Virgil
Posts:
6,613
Registered:
1/6/11
|
|
Re: Joel David Hamkins on definable real numbers in analysis
Posted:
Jun 23, 2013 6:44 PM
|
|
In article <13a6fcb3-3e9c-4ea9-8c84-87edb79f2185@googlegroups.com>,
mueckenh@rz.fh-augsburg.de wrote:
> On Sunday, 23 June 2013 18:06:06 UTC+2, dull...@sprynet.com wrote:
>
>
> > Oh! You say that every pair of irrationals "must" be distinguished by a
> > rational between them. You say we need to do this in order to define the
> > standard order on the reals. And you agree that there is no problem
> > defining the standard order on the reals.
>
> > So you must agree that any two reals _can_ be distingushed by a rational
> > between them.
>
> Otherwise they cannot be proven to be different.
>
> > In particular, any two reals _can_ be distingushed.
>
> If the reals can be identified and are not the same, then they can be
> distinguished by a rational.
>
> > Now what the heck are you talking about when you say there's no well-order
> > on the reals because we cannot distinguish them?
>
> I say there could not be a well-order on *uncountably many reals*, because
> most of them could not be identified by a finite amount of bits.
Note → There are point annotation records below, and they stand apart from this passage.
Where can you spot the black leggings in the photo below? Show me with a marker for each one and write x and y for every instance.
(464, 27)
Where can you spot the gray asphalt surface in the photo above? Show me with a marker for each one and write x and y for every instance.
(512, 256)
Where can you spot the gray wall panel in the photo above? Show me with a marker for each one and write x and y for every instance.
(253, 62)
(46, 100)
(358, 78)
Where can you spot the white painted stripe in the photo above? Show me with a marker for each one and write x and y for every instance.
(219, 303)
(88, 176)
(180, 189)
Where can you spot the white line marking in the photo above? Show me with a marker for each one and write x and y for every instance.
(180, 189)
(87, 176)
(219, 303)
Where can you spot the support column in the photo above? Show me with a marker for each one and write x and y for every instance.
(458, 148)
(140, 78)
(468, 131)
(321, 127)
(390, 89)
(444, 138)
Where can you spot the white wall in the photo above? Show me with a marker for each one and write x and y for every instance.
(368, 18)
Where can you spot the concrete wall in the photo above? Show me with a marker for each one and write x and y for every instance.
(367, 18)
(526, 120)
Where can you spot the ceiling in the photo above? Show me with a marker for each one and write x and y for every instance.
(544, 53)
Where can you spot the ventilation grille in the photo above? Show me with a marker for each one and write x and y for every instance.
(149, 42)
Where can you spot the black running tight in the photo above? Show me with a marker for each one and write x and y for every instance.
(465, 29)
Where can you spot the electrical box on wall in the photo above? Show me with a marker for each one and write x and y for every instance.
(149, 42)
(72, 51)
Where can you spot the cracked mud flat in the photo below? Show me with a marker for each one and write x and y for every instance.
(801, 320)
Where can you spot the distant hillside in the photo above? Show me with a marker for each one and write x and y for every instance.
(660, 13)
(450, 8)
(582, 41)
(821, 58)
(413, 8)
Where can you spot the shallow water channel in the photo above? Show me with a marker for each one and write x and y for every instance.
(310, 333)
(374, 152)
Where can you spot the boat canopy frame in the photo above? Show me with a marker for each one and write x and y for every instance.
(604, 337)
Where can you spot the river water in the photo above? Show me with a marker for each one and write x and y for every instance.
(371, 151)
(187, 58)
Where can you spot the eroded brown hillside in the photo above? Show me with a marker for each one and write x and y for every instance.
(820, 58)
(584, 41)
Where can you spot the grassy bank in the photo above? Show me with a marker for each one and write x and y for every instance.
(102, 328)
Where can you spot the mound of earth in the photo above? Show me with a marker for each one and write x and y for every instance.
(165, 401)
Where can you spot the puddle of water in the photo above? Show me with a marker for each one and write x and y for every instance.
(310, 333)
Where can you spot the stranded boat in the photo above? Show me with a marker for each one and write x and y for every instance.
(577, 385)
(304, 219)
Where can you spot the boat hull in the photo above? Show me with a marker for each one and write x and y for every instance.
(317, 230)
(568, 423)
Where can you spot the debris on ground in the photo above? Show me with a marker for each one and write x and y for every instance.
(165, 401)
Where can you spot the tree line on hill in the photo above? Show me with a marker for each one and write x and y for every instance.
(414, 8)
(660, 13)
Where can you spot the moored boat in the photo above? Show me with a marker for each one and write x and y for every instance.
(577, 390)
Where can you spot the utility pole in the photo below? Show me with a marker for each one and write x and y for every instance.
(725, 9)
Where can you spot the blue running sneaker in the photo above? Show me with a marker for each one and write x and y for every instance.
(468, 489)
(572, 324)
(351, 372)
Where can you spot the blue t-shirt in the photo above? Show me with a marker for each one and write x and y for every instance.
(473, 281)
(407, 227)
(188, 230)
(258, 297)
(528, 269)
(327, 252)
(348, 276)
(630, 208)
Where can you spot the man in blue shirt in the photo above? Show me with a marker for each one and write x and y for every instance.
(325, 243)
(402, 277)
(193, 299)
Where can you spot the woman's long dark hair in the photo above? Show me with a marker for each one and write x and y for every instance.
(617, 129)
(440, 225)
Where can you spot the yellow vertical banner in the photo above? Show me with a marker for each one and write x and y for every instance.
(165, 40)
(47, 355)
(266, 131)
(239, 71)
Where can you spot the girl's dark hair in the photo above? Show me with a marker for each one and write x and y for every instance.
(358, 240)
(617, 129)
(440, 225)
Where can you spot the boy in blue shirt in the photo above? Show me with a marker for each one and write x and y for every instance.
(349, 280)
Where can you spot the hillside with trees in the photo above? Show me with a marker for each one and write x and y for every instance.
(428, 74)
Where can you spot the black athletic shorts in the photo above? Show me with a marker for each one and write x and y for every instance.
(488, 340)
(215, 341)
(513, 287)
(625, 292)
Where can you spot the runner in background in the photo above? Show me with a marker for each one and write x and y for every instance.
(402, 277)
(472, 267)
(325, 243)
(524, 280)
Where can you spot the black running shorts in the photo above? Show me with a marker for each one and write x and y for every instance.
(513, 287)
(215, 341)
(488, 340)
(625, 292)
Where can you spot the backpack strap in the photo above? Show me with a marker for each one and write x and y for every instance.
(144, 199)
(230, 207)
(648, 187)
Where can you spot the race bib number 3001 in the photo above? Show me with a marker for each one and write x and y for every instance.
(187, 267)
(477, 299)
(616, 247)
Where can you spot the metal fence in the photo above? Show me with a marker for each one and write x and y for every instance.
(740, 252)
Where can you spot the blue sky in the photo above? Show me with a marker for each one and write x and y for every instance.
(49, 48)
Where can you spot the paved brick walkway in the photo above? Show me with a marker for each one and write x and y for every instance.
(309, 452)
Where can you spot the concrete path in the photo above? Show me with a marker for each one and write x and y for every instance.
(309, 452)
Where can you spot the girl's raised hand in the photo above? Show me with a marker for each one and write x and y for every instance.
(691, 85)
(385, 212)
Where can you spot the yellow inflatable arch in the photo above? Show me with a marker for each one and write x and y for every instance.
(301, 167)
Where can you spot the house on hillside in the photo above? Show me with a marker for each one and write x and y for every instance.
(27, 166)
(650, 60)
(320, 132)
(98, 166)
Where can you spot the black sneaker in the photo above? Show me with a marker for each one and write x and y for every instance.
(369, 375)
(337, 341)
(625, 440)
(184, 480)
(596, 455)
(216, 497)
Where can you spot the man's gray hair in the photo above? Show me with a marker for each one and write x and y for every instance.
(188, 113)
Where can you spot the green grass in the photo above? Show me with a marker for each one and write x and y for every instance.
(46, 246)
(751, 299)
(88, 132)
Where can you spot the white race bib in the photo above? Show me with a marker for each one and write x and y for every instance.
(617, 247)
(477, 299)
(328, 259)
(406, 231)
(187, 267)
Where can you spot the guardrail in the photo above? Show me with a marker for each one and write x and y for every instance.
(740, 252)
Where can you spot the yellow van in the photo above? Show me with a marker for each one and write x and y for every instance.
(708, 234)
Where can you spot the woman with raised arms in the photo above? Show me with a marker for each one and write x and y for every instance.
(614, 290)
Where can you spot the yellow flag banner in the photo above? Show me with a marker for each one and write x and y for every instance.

OUTSIDE of WM's wild weird world of WMytheology, there is no
requirement expressed or even expressible in any standard real number
system that any real number be identified by a finite number of bits.
WM is referring to numerals, not numbers, a distinction that he does not
seem to be able to comprehend. Nothing in any standard axiom system for
the reals requires that there be any numeral for any number, except
possibly those named by 0 and 1.
--
|
|